For the six months since the inception of the COVID-19-driven economic recession, tens of millions of Americans have interacted with the unemployment system. In the process, that system has been put to the test in every way imaginable. To get a sense of the magnitude of systemic and individual difficulty with these systems, TCF has analyzed the most recent data from the U.S. Department of Labor and the U.S. Treasury, and the numbers tell us that despite being many months into a historic volume of applicants, states have yet to figure out how to pay all eligible unemployed workers benefits in a timely manner.
The CARES Act provision that provided an additional $600-per-week in unemployment assistance (known as the Pandemic Unemployment Compensation, or PUC) also made the stakes of getting on unemployment insurance (UI) incredibly high. For those who were able to get the benefits, PUC offered a baseline of economic security that was then ripped out from under the twenty-five million people who had needed and relied on it. However, as we’ve shown, it hasn’t been a walk in the park for the twenty-five million who have applied for benefits since March. Since the beginning of the recession, more than one million individuals have filed for unemployment benefits each week, flooding state phone lines and web portals as they attempted, in some cases hundreds of times, to get their applications through. What can the data tell us about how the system is handling these steep technical demands, on top of the financial ones?
This piece is the third in a series tracking the effectiveness of state systems to process and pay unemployment benefits in a timely manner. We use monthly releases from the Department of Labor that track unemployment insurance payments, as opposed to the weekly releases that track (among other things) the number of people who apply for unemployment insurance, and those considered “insured” (who have been approved but not necessarily paid).
In the first piece, we showed that only 14 percent of initial unemployment insurance claims had been paid by the end of March. In the following month, we documented how, as claims continued to rise to historic highs, overwhelming most state systems, only about half—47 percent—out of 29.4 million initial claims from March and April were paid.

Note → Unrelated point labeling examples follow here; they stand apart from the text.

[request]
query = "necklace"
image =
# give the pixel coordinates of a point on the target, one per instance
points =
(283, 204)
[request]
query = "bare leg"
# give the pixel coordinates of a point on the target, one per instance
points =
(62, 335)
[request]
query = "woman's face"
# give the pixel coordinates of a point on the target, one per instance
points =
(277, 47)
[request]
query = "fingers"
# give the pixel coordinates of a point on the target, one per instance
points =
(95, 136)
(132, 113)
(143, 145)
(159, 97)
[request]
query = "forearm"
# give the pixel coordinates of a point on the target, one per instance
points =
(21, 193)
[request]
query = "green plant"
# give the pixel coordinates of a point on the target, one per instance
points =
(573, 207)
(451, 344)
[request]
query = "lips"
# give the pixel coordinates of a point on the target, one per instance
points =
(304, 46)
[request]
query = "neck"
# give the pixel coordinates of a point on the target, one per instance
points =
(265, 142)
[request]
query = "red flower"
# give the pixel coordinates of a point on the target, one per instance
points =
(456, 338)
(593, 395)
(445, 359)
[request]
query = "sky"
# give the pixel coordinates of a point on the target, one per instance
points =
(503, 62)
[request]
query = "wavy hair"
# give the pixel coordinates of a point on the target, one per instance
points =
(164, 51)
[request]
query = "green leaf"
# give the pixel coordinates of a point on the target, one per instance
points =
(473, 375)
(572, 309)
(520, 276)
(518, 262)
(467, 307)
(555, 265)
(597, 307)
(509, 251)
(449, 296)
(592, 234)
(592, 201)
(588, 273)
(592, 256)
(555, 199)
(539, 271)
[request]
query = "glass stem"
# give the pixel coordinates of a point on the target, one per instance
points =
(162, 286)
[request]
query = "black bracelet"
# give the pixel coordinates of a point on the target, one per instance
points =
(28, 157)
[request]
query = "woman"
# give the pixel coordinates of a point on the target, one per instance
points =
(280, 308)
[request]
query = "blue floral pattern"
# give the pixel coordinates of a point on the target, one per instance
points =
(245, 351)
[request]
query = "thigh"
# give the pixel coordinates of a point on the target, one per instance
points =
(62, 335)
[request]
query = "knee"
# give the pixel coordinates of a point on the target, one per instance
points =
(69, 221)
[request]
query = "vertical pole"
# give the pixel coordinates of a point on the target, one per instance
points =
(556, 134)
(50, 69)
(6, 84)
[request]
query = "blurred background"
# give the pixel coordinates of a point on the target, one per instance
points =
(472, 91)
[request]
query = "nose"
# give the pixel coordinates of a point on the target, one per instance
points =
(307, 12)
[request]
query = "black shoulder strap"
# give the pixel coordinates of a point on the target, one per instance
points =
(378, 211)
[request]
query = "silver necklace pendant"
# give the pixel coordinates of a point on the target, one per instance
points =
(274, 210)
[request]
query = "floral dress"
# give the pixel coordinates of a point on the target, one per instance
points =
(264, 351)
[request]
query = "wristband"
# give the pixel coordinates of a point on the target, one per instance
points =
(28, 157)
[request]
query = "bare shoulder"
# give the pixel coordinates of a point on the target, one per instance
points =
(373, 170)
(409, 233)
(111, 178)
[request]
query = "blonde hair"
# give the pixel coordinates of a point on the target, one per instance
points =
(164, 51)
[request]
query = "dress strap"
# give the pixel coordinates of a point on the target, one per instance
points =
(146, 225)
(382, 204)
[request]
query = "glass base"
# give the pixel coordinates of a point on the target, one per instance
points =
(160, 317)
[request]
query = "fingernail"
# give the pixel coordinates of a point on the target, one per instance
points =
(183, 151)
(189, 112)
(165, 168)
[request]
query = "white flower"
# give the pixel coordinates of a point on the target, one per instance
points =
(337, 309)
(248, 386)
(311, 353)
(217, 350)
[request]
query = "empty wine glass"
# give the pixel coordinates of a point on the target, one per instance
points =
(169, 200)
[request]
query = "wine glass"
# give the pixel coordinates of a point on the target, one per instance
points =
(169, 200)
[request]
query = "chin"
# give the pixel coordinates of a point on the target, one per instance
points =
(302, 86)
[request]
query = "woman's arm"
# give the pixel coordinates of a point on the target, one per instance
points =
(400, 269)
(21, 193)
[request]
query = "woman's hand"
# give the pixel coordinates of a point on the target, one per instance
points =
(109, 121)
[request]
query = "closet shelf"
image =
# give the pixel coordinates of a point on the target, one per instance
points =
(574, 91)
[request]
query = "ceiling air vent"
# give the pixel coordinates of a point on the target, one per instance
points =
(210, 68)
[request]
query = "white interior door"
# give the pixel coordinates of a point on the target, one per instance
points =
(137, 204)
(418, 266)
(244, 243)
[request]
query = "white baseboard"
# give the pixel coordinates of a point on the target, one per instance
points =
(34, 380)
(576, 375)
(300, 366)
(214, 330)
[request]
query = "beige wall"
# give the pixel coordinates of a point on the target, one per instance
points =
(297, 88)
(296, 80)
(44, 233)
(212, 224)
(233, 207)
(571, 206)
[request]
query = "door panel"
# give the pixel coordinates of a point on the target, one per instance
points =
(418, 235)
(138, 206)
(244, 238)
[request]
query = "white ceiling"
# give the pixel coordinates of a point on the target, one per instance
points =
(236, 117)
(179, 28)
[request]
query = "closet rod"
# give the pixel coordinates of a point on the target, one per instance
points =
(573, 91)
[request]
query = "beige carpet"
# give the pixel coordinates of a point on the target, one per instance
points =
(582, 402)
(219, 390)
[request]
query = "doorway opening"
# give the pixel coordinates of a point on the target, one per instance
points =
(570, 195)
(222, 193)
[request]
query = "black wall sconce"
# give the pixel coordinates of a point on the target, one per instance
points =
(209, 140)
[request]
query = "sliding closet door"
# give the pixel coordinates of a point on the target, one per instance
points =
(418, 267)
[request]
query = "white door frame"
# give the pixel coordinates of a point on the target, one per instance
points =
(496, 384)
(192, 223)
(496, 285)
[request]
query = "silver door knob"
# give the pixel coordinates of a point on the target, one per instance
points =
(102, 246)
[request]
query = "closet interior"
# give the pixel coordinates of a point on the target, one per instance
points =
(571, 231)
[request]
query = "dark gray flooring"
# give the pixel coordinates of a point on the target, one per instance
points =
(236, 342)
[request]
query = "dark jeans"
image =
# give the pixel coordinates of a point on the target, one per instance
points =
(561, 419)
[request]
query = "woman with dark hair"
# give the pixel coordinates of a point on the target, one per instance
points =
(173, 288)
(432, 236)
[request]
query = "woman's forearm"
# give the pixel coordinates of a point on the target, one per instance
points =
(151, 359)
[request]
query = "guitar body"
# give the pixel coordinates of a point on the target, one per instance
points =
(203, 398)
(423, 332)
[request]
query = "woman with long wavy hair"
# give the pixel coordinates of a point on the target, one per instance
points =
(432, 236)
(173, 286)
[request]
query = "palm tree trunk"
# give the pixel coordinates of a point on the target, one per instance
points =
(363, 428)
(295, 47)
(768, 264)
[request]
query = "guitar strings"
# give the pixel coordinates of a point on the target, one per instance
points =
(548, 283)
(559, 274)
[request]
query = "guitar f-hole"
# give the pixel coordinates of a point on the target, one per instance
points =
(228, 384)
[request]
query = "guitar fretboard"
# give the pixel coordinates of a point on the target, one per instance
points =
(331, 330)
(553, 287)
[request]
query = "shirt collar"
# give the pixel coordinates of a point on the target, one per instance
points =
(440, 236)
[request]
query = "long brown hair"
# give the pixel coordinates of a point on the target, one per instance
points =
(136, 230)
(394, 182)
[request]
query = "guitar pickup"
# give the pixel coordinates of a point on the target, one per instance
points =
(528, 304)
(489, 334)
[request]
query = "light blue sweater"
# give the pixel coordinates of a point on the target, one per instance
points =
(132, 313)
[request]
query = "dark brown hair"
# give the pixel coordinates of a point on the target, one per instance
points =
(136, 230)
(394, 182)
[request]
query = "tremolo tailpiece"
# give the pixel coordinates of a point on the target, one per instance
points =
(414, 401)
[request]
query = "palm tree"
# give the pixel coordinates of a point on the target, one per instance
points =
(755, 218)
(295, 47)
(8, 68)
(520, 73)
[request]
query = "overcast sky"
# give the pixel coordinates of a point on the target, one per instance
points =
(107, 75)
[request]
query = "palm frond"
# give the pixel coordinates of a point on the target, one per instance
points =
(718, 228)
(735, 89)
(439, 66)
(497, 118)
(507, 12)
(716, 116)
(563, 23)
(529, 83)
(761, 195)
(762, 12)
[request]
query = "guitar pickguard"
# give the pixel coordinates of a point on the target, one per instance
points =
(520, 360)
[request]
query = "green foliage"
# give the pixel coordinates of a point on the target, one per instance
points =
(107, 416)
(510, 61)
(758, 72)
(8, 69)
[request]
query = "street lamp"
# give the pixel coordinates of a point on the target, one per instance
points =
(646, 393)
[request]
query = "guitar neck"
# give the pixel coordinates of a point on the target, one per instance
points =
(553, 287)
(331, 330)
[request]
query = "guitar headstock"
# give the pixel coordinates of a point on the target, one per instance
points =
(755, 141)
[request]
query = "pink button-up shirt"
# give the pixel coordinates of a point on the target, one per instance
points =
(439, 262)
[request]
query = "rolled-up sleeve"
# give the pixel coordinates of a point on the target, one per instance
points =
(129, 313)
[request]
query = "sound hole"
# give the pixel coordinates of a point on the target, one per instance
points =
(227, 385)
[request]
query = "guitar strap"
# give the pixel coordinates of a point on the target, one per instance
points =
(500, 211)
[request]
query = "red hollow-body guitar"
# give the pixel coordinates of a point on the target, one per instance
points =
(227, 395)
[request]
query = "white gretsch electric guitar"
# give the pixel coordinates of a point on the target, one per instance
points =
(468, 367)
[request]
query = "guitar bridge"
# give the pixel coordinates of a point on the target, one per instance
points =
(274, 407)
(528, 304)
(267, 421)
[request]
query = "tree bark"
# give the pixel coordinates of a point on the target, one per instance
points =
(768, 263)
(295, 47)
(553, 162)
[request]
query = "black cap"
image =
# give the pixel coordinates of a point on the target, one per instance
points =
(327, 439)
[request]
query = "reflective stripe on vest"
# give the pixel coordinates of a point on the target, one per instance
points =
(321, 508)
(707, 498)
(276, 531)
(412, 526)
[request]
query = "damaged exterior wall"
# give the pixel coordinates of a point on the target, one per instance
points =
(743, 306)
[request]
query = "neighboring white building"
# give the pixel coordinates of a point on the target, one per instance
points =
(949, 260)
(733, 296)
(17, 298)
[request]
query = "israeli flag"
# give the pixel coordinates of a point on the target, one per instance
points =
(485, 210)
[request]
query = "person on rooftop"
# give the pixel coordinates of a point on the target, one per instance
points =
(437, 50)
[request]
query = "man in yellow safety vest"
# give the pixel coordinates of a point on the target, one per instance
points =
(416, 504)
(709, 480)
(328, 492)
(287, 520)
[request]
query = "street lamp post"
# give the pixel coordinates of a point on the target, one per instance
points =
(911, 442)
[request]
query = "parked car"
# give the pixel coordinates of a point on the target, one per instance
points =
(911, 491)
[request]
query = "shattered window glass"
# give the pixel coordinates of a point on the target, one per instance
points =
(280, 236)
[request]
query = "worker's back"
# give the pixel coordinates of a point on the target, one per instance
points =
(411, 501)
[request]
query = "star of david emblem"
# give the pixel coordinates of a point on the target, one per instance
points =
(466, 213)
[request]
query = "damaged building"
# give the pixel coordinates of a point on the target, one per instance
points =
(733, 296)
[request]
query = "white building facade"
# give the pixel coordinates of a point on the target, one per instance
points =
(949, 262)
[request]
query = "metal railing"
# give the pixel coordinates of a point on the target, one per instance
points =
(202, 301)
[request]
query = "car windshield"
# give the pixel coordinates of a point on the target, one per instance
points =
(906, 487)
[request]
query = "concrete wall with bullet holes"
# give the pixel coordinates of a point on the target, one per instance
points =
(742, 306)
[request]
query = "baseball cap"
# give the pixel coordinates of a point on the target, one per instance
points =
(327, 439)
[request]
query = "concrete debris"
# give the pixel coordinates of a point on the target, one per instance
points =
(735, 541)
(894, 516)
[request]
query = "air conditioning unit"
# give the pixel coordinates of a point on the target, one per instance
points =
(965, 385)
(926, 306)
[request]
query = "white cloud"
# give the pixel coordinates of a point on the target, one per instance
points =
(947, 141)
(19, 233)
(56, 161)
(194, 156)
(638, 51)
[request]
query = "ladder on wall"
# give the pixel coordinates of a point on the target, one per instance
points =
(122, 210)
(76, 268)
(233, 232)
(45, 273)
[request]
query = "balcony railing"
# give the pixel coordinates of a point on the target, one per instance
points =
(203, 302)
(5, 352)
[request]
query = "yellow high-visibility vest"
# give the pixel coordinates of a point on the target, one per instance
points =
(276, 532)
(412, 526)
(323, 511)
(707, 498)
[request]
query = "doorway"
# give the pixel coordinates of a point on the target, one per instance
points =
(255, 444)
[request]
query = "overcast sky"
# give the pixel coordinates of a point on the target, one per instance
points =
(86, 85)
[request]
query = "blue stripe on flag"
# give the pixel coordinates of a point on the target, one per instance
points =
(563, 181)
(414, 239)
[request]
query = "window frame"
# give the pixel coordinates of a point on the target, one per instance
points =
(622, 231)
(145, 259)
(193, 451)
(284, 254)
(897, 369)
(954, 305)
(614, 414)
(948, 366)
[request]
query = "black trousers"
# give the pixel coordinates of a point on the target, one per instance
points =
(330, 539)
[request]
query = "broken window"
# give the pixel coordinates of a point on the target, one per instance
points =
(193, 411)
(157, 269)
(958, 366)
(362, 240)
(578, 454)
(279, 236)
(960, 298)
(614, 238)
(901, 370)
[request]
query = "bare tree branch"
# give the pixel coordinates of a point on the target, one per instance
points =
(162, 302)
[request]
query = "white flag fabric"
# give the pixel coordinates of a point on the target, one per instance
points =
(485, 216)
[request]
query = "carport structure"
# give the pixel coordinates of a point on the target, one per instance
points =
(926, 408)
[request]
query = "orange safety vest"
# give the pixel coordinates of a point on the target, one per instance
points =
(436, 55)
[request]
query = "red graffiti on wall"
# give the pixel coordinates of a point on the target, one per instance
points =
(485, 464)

In the following analysis, the data we’ve used run through August, and are from the U.S. Department of Labor (DOL) for state UI payments and data we’ve used from the U.S. Treasury are through July, which incorporate payments through other UI programs like Pandemic Unemployment Assistance (PUA). Here are the key observations we’ve made.
The rate of payment has improved since April, but is still too slow.
The percentage of all claims being paid jumped from just below half by the end of April to slightly more than half—56 percent—by the end of August. This demonstrates the ongoing delays in payments that have continued to leave millions of workers waiting for life-sustaining benefits, despite a decline in payouts during the months since April (from peak new payouts of 12.2 million in April to 1.4 million in August).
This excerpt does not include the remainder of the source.